Fizik tedavi kesinlikle yararlıdır. Dizdeki hareket açıklığını ve gücü artırmak faydalıdır ancak diz osteoartriti için fizik tedavi büyük ölçüde kalçaları güçlendirmeye odaklanır. Zayıf kalçalar dizlere daha fazla baskı uygular. Kalçalar güçlüyse, sandalyeden kalkıldığında ya da merdiven inip çıkıldığında dizlere daha az iş düşer.
Diz osteoartriti olan herkes bir fizyoterapiste başvurmalıdır. Bir fizyoterapist kişiye sadece doğru egzersiz türlerini öğretmekle kalmaz, aynı zamanda yardımcı cihazların (baston veya yürüteç gibi) kullanımı ve ağrıyı azaltmak için aktivitelerin (merdiven çıkma veya arabaya binip inme gibi) değiştirilmesi konusunda da değerli talimatlar verir.
Fizik tedaviye ek olarak, düzenli egzersizi günlük rutine dahil etmek de çok önemlidir. Eklemler hareket etmek için yaratılmıştır. Kanıtlar, en az aktif olan kişilerin, herhangi bir tür egzersiz yapan kişilere göre daha fazla artrit ağrısı yaşadığını göstermektedir.

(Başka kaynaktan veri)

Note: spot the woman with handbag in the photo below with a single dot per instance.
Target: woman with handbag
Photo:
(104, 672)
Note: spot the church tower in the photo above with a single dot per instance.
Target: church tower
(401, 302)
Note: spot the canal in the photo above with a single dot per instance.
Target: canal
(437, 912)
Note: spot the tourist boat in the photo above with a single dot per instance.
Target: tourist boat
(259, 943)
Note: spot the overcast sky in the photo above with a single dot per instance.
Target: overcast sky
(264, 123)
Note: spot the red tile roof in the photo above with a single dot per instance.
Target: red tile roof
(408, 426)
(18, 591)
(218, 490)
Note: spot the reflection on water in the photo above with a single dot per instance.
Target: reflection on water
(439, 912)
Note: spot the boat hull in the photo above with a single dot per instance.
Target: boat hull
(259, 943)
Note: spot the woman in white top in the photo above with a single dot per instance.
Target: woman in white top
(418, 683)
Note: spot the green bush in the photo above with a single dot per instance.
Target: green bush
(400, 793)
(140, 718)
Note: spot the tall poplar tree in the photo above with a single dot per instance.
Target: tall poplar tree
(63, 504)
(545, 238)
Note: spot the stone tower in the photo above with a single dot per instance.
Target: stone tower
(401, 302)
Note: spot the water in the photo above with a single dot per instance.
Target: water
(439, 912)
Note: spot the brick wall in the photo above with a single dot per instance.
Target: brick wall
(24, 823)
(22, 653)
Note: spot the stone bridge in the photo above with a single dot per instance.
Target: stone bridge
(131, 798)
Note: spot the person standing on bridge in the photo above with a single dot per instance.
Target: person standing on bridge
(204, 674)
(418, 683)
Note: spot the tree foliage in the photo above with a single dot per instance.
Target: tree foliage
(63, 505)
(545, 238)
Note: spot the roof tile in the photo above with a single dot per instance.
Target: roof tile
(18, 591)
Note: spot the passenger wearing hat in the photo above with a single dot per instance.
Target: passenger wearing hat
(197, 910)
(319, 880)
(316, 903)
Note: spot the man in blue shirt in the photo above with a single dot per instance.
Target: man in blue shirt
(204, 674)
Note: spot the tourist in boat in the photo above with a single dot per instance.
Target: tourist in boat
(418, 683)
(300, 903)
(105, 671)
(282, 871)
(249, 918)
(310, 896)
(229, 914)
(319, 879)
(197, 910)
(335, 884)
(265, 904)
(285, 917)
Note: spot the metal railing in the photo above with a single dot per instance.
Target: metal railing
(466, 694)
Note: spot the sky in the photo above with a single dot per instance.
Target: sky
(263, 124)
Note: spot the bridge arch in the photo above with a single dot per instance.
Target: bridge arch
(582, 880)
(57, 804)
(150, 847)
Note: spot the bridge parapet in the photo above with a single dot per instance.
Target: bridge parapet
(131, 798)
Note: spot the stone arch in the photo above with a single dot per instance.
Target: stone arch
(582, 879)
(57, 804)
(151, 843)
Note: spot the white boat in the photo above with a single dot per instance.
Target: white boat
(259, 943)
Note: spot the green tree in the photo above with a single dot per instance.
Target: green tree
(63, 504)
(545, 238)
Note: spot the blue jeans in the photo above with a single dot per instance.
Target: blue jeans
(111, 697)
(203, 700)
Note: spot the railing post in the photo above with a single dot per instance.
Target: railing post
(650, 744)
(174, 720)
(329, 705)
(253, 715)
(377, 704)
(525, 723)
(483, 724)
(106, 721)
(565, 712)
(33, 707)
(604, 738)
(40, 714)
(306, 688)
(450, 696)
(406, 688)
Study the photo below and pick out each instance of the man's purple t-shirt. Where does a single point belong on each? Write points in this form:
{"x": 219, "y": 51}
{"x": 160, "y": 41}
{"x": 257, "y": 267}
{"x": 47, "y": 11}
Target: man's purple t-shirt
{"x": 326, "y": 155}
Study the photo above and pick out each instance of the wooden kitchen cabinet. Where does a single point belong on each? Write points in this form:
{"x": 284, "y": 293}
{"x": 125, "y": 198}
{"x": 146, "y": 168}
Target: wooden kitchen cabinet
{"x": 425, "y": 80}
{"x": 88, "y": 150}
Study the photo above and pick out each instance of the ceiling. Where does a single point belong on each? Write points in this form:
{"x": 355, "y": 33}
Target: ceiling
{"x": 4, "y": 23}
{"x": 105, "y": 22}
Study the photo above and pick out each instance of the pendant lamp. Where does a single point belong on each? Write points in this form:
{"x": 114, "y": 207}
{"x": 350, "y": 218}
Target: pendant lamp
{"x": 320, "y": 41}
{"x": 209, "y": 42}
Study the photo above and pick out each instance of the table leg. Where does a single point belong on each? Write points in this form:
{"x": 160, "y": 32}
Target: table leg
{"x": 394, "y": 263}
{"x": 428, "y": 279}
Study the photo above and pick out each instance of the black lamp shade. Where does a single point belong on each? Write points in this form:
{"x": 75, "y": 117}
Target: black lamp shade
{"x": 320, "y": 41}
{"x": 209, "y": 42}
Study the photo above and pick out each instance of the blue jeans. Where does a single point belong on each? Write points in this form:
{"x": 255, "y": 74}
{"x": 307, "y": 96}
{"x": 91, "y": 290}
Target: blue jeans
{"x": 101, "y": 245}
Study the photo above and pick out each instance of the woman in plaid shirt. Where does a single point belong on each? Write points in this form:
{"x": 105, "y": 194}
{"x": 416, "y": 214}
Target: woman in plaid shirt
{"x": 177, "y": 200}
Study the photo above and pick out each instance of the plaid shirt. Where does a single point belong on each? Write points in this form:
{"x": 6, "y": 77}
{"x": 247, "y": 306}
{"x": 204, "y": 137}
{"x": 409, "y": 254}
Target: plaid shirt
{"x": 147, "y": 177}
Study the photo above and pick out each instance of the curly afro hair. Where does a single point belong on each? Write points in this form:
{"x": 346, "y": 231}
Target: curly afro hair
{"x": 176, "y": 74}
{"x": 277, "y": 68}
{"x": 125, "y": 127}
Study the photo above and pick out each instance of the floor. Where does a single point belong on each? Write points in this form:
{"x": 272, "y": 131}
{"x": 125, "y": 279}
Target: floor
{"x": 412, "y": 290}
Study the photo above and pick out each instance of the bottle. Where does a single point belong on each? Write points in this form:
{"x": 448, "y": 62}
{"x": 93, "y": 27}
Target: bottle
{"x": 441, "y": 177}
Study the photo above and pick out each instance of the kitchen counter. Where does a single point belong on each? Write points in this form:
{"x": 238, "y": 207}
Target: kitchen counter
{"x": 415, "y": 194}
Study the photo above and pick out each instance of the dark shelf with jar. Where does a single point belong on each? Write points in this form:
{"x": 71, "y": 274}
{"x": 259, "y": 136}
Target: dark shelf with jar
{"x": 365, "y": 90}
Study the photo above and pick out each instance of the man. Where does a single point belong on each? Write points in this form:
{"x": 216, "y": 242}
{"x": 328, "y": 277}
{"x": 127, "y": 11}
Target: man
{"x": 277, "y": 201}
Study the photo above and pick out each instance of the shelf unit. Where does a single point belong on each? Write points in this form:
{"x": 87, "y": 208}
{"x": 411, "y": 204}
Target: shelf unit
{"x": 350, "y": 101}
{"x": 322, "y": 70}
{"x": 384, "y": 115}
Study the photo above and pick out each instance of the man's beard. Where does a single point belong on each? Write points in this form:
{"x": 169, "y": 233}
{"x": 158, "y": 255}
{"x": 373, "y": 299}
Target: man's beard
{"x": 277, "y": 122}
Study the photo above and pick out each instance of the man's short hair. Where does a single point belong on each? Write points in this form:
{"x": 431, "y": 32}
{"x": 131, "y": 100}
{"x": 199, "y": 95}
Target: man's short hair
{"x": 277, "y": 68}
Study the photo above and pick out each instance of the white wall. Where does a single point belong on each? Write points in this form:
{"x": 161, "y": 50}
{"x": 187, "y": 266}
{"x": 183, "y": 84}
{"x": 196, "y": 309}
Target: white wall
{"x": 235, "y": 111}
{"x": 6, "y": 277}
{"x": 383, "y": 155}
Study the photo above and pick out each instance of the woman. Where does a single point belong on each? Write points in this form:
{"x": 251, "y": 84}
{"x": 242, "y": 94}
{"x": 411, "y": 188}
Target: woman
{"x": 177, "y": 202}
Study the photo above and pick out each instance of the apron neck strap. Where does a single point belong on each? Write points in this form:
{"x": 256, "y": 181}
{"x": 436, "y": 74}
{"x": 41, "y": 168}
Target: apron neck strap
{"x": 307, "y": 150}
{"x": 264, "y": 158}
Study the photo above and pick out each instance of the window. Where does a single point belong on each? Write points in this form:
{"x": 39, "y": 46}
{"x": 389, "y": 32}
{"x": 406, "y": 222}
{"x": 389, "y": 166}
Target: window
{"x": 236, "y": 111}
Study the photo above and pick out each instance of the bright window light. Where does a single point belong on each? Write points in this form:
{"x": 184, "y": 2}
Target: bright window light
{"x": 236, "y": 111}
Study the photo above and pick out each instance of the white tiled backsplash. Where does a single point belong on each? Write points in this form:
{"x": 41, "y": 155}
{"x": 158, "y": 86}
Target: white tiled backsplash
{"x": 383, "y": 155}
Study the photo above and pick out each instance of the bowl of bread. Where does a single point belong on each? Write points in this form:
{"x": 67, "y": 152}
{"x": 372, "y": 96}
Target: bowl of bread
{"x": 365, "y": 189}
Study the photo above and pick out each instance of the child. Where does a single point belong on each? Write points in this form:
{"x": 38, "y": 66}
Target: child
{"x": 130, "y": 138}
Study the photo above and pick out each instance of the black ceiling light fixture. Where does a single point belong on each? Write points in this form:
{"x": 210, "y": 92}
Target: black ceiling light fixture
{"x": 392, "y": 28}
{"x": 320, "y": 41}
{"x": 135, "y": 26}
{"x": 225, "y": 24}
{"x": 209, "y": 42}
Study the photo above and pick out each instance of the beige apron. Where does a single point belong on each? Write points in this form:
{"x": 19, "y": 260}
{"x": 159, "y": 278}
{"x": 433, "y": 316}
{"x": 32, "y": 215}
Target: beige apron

Bisiklete binmek, yüzmek veya havuzda egzersiz yapmak gibi daha düşük etkili aktiviteler seçilmelidir.
Genellikle bir dizlik yardımcı olabilir. Basit bir kompresyon kılıfının bile ağrıyı azaltabileceğini gösteren kanıtlar vardır. Bunlar başlamak için iyi bir yoldur çünkü eczaneden bir dizlik edinmek oldukça kolaydır.
Hasta doktoruyla daha özelleştirilmiş bir yük alıcı destek hakkında da konuşabilir. Bunlar, eklemin bir kısmındaki baskıyı azaltır. Kişi için doğru olan destek, eklemin iç veya dış tarafında ya da diz kapağında olup olmadığı gibi artritin yerine ve şiddetine bağlı olacaktır.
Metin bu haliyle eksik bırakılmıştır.